In my experience, help line people don't tend to be the best and brightest but delight in misunderstanding the customer and would rather have a cheap laugh at their expense than bother to actually help them.
Draw a triangle on a piece of paper and ask 100 people what it is and most will say a triangle, not an arrow. The fact that people are phoning up for help points at the fact that they are not technically competent so telling them to look for an arrow instead of a triangle isnt going to help. The fact they are confused and looking at 50 odd buttons coupled with their worry about pressing the wrong button and im sure they love talking to some muppet at a support centre who can't give clear, concise instructions over the phone.

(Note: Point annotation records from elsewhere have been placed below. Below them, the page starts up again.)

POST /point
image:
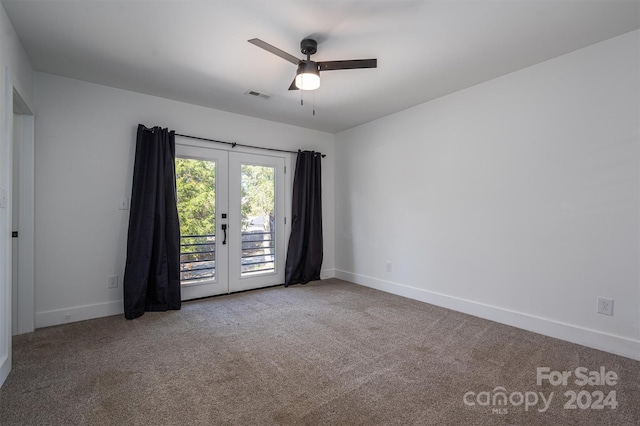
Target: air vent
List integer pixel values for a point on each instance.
(257, 94)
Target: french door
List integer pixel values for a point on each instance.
(232, 224)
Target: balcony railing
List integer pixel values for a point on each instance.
(198, 256)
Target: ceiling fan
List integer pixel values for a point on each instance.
(308, 74)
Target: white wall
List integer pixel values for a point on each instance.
(516, 199)
(15, 74)
(85, 143)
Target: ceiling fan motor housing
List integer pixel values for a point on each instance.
(308, 46)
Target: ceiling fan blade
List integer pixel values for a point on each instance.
(269, 48)
(348, 65)
(293, 85)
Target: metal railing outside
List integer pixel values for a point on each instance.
(198, 255)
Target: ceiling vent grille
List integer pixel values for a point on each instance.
(257, 94)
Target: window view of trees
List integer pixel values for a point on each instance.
(196, 189)
(258, 218)
(196, 184)
(257, 187)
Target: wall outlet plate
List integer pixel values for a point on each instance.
(605, 306)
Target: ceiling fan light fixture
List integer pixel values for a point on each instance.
(308, 76)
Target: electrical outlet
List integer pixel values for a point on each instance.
(605, 306)
(123, 203)
(112, 281)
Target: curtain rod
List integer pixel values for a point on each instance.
(234, 144)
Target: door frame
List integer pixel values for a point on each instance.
(288, 181)
(14, 102)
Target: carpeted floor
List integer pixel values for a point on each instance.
(330, 352)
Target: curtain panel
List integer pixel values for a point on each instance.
(152, 270)
(304, 255)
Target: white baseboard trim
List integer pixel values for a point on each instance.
(78, 313)
(575, 334)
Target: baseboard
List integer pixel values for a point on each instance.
(594, 339)
(78, 313)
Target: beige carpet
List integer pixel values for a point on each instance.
(329, 352)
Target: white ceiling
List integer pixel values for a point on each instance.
(197, 51)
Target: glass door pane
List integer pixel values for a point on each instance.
(196, 188)
(201, 185)
(256, 221)
(257, 207)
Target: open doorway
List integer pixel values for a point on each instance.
(22, 205)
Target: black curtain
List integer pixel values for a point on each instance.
(152, 271)
(304, 256)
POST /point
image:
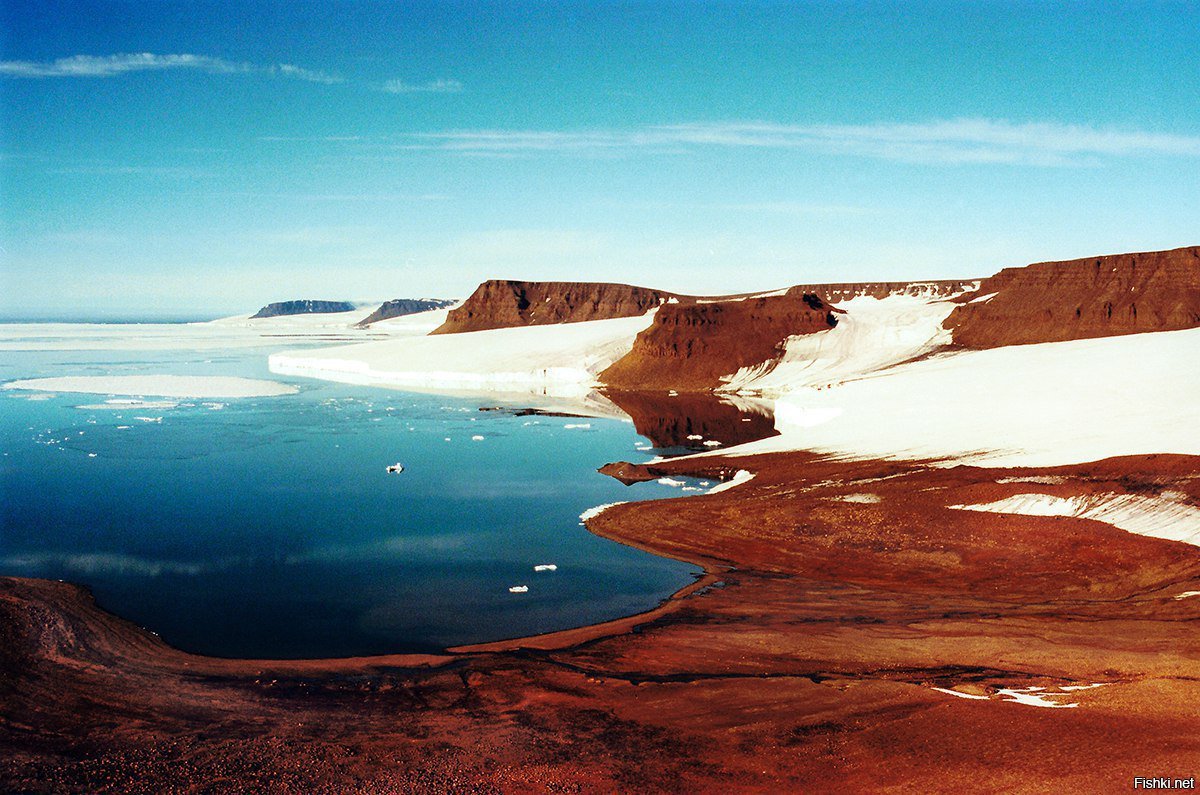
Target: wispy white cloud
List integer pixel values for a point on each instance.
(441, 85)
(945, 142)
(93, 66)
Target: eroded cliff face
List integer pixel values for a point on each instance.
(1051, 302)
(690, 347)
(503, 304)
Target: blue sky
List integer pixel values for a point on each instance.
(213, 156)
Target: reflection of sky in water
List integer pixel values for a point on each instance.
(268, 526)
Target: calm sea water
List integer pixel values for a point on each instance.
(269, 526)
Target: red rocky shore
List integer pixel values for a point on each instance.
(839, 595)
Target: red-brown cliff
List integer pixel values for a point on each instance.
(1050, 302)
(690, 346)
(503, 304)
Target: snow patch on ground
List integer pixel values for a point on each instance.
(1029, 405)
(873, 335)
(865, 498)
(1043, 697)
(159, 386)
(1162, 516)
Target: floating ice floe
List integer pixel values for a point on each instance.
(161, 386)
(739, 477)
(137, 405)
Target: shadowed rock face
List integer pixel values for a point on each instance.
(401, 306)
(837, 293)
(675, 422)
(838, 595)
(503, 304)
(306, 306)
(1050, 302)
(691, 346)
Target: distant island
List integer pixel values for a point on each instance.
(401, 306)
(304, 306)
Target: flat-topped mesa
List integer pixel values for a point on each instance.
(402, 306)
(696, 346)
(1051, 302)
(504, 304)
(305, 306)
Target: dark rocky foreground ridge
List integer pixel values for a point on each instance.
(689, 347)
(401, 306)
(303, 306)
(1051, 302)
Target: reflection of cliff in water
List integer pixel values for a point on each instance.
(669, 420)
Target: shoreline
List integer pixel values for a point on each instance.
(859, 609)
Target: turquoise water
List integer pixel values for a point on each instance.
(269, 526)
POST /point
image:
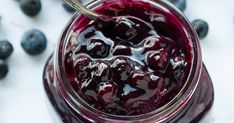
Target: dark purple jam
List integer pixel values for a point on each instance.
(131, 66)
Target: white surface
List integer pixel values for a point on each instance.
(22, 97)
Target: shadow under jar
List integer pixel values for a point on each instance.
(155, 71)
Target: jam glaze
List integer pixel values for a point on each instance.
(131, 65)
(200, 103)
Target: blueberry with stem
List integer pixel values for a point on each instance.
(30, 7)
(3, 69)
(34, 42)
(180, 4)
(6, 49)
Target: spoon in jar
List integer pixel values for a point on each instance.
(129, 25)
(87, 12)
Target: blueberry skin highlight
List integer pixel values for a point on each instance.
(180, 4)
(30, 7)
(6, 49)
(34, 42)
(3, 69)
(67, 7)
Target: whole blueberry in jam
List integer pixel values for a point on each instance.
(131, 66)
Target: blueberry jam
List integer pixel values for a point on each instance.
(131, 66)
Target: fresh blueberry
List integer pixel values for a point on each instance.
(180, 4)
(201, 28)
(30, 7)
(34, 42)
(3, 69)
(6, 49)
(68, 7)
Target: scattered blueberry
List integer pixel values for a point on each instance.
(68, 7)
(30, 7)
(201, 28)
(180, 4)
(34, 42)
(6, 49)
(3, 69)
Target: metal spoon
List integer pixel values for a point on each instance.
(85, 11)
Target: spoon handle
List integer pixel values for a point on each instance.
(82, 9)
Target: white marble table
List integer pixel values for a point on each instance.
(22, 98)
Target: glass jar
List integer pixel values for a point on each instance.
(190, 105)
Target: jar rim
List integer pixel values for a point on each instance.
(73, 99)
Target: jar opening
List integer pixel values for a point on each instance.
(192, 47)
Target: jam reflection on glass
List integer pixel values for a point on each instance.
(131, 66)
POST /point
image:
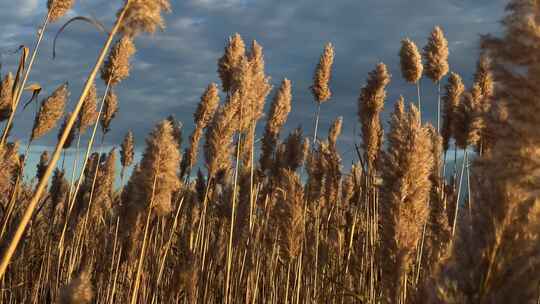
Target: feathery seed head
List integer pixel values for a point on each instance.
(335, 131)
(117, 66)
(279, 110)
(207, 106)
(468, 122)
(127, 151)
(206, 110)
(320, 88)
(406, 174)
(143, 16)
(9, 165)
(411, 61)
(79, 290)
(110, 108)
(484, 77)
(217, 147)
(157, 180)
(58, 8)
(71, 135)
(436, 55)
(42, 165)
(6, 104)
(260, 83)
(234, 52)
(88, 113)
(370, 105)
(51, 110)
(451, 99)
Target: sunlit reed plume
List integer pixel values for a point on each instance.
(203, 115)
(406, 174)
(411, 61)
(51, 110)
(127, 151)
(71, 135)
(234, 52)
(323, 72)
(436, 55)
(88, 113)
(144, 16)
(110, 108)
(58, 8)
(279, 111)
(370, 105)
(6, 97)
(451, 100)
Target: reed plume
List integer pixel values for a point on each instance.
(260, 86)
(51, 110)
(42, 165)
(79, 290)
(289, 214)
(58, 8)
(143, 16)
(292, 153)
(235, 51)
(279, 110)
(497, 260)
(59, 190)
(88, 113)
(156, 179)
(71, 135)
(203, 115)
(436, 63)
(335, 131)
(406, 170)
(117, 66)
(9, 166)
(438, 230)
(451, 100)
(6, 103)
(370, 105)
(468, 122)
(411, 61)
(127, 151)
(484, 78)
(110, 108)
(323, 72)
(101, 189)
(217, 147)
(436, 55)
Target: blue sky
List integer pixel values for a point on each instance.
(172, 68)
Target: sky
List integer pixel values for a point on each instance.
(172, 68)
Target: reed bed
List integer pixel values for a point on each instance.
(288, 224)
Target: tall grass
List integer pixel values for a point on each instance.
(292, 226)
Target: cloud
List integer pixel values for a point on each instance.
(172, 68)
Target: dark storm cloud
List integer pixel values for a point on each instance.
(172, 68)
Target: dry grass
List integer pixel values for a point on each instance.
(292, 226)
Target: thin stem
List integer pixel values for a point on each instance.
(419, 102)
(439, 106)
(10, 250)
(458, 195)
(19, 89)
(316, 123)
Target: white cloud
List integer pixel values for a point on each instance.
(217, 4)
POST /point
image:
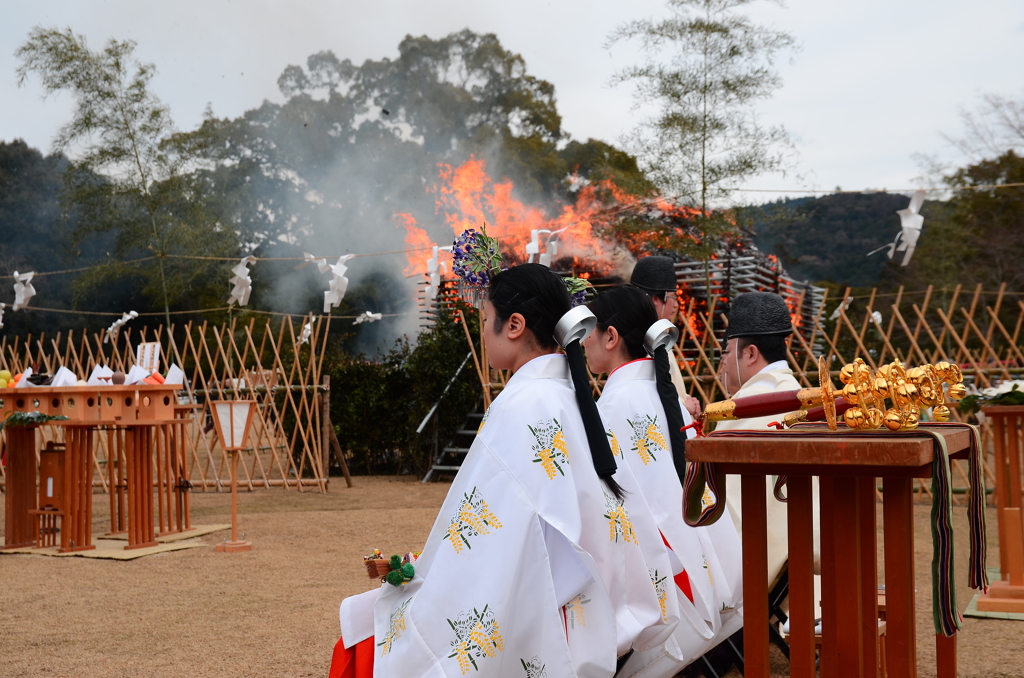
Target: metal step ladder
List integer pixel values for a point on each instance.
(449, 460)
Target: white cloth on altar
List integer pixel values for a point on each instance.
(773, 378)
(711, 556)
(526, 527)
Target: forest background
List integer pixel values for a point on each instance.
(328, 170)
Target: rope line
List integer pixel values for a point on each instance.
(69, 311)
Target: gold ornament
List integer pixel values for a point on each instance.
(957, 391)
(854, 418)
(882, 386)
(894, 421)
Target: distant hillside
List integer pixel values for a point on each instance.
(828, 238)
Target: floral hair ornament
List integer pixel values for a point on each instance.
(474, 259)
(578, 288)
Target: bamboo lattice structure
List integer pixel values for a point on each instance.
(290, 437)
(976, 329)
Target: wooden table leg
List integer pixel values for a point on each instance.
(1001, 489)
(1014, 453)
(945, 655)
(897, 510)
(828, 657)
(20, 488)
(868, 575)
(800, 510)
(849, 626)
(755, 577)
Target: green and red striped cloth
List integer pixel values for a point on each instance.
(945, 612)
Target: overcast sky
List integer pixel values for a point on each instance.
(876, 81)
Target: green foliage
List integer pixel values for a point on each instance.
(705, 137)
(376, 405)
(29, 419)
(328, 169)
(131, 176)
(828, 238)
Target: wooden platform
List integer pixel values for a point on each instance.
(848, 465)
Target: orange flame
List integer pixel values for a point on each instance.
(467, 198)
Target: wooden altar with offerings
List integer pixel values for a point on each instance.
(140, 418)
(847, 465)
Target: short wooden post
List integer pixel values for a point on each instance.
(800, 512)
(325, 396)
(235, 545)
(755, 577)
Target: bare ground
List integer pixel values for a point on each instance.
(273, 611)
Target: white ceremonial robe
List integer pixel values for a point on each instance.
(531, 565)
(775, 377)
(711, 556)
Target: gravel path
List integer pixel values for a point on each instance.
(273, 611)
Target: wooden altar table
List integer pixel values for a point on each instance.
(847, 467)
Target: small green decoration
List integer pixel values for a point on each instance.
(400, 573)
(578, 289)
(29, 419)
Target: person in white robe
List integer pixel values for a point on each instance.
(655, 277)
(646, 417)
(754, 362)
(544, 559)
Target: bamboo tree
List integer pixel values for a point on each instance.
(704, 70)
(128, 175)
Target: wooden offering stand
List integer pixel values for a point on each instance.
(135, 415)
(1007, 594)
(233, 420)
(847, 467)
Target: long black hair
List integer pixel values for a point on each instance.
(631, 311)
(628, 309)
(542, 298)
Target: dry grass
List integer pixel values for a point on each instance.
(273, 611)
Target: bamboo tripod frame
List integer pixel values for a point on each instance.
(289, 442)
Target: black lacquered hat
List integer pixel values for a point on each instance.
(654, 274)
(758, 313)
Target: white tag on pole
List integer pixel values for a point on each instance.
(147, 356)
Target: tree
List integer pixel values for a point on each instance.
(130, 176)
(990, 131)
(706, 137)
(328, 169)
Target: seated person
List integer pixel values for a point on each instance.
(641, 407)
(534, 564)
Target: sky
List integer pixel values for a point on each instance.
(875, 82)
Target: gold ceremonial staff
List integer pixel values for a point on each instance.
(862, 399)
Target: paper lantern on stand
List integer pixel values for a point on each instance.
(233, 420)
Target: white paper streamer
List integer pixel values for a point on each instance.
(112, 332)
(339, 284)
(241, 282)
(367, 316)
(23, 290)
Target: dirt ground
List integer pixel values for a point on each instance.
(273, 611)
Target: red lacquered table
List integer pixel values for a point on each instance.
(847, 467)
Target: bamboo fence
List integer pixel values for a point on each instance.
(976, 329)
(291, 432)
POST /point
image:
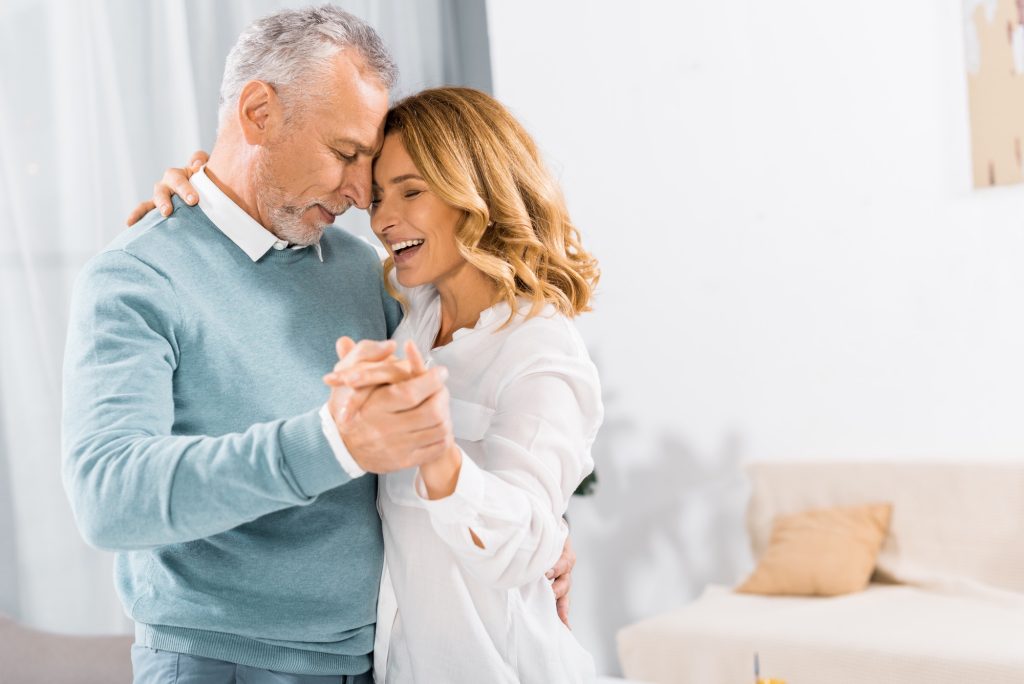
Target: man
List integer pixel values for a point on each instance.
(197, 441)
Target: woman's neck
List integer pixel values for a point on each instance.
(465, 294)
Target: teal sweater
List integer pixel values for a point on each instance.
(193, 444)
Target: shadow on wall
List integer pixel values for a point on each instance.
(8, 548)
(664, 522)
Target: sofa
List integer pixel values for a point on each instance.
(945, 604)
(31, 656)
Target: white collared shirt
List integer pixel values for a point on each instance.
(232, 220)
(525, 408)
(256, 241)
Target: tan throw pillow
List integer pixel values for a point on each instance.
(823, 552)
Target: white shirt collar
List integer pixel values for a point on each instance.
(240, 227)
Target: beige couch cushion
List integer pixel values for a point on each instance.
(821, 552)
(884, 635)
(949, 520)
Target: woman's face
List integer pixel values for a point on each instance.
(415, 225)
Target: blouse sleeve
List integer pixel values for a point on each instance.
(536, 452)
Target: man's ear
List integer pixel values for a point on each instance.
(259, 112)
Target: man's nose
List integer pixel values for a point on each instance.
(355, 184)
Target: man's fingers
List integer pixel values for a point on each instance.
(139, 212)
(365, 350)
(411, 393)
(370, 373)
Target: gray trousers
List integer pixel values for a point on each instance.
(153, 667)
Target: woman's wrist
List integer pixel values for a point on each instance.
(441, 475)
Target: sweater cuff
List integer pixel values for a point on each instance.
(308, 457)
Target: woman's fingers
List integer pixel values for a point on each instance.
(355, 401)
(136, 215)
(198, 159)
(365, 375)
(177, 181)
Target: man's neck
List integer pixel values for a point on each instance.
(230, 169)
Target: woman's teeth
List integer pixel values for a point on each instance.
(397, 247)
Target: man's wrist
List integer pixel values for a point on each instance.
(441, 475)
(341, 452)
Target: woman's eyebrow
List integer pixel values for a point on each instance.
(404, 176)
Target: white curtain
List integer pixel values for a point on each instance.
(96, 98)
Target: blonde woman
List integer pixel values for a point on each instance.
(489, 270)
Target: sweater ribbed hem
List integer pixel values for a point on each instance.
(308, 455)
(232, 648)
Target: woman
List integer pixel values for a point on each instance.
(489, 269)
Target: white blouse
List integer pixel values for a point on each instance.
(525, 409)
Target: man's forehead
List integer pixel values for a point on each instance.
(369, 146)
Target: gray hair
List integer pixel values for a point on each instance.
(293, 47)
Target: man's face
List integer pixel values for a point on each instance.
(318, 164)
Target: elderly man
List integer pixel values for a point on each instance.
(197, 438)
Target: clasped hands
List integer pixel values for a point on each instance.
(394, 414)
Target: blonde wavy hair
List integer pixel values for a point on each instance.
(516, 229)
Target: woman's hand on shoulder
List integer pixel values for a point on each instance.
(175, 181)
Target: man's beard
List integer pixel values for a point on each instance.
(286, 220)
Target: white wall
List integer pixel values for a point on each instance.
(795, 263)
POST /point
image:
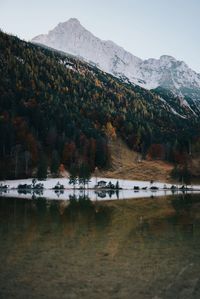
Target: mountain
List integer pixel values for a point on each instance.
(166, 72)
(56, 109)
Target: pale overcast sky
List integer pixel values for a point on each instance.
(146, 28)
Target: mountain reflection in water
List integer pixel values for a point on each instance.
(139, 248)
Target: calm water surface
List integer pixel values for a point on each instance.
(136, 248)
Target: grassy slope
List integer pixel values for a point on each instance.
(125, 165)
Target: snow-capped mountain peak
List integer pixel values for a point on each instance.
(167, 72)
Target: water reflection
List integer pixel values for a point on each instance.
(146, 248)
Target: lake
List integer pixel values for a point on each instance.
(78, 248)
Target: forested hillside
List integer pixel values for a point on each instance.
(56, 109)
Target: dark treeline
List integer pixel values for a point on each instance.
(57, 110)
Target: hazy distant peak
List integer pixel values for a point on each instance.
(72, 37)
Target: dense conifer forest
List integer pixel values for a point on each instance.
(58, 110)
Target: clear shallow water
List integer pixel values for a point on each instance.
(100, 194)
(135, 248)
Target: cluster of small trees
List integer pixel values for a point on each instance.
(80, 175)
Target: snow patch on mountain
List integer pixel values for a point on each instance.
(71, 37)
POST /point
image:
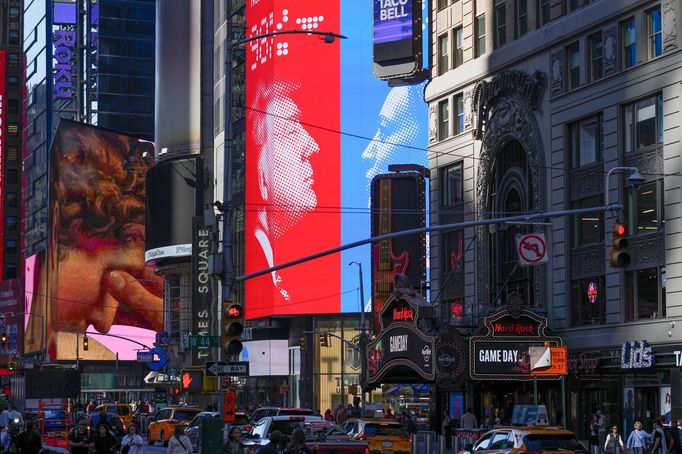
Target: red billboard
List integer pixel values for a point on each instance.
(292, 158)
(3, 106)
(93, 277)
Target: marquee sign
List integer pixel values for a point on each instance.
(401, 349)
(502, 351)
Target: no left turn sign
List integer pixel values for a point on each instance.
(531, 248)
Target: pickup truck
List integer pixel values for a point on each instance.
(322, 437)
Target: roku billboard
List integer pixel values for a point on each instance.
(319, 127)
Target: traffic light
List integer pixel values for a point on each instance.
(192, 380)
(233, 327)
(619, 257)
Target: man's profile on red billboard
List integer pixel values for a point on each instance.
(285, 174)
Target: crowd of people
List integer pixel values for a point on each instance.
(662, 439)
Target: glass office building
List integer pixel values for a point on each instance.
(85, 60)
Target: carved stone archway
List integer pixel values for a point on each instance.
(503, 112)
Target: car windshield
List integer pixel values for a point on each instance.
(389, 430)
(552, 442)
(184, 415)
(295, 411)
(286, 427)
(241, 420)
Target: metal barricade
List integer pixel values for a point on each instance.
(425, 442)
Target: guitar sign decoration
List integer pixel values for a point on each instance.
(397, 204)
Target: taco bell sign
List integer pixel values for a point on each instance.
(64, 47)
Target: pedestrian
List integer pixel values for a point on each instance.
(469, 420)
(29, 441)
(234, 442)
(637, 439)
(273, 446)
(79, 439)
(594, 434)
(614, 442)
(179, 443)
(297, 445)
(601, 430)
(446, 429)
(103, 440)
(132, 441)
(660, 445)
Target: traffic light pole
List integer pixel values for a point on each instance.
(434, 228)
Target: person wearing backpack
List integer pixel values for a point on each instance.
(179, 443)
(614, 442)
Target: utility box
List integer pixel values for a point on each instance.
(210, 435)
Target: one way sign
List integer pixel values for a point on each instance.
(232, 368)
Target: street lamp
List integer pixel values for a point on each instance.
(635, 178)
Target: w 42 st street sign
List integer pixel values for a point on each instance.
(230, 368)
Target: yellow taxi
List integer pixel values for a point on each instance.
(382, 435)
(163, 424)
(122, 410)
(526, 439)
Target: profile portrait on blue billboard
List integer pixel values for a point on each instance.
(400, 137)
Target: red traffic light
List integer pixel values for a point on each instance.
(234, 311)
(620, 229)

Everything is simple when you know how its done. There is a talent to helping others learn and to make them feel stupid because you can't give good instruction is a bit sad really.
That's in a completely different context though. Of course it would appear as just a triangle drawn on a piece of paper, but when it's on a remote control it's completely different. It's like saying "I drew a red circle on a piece of paper and asked 100 people what they thought it was and most of them said the laser dot from a sniper! No one said the red button from my TV control though, which is what I meant it to be!" That's the same kinda logic you're using there.
It's nothing to do with being technologically competent because these "arrows" aren't technological at all. It's simply pointing in different directions, and they are used a lot in every day life to mean directional arrows. Just look at the play button on a remote control, it's a triangle pointing to the right, I'd assume that would mean "forward arrow" considering the fast forward button is two right pointing triangles, and the rewind button is two left facing triangle.
It should be safe to assume a lot of people would get this, but obviously in the OP's case it's not.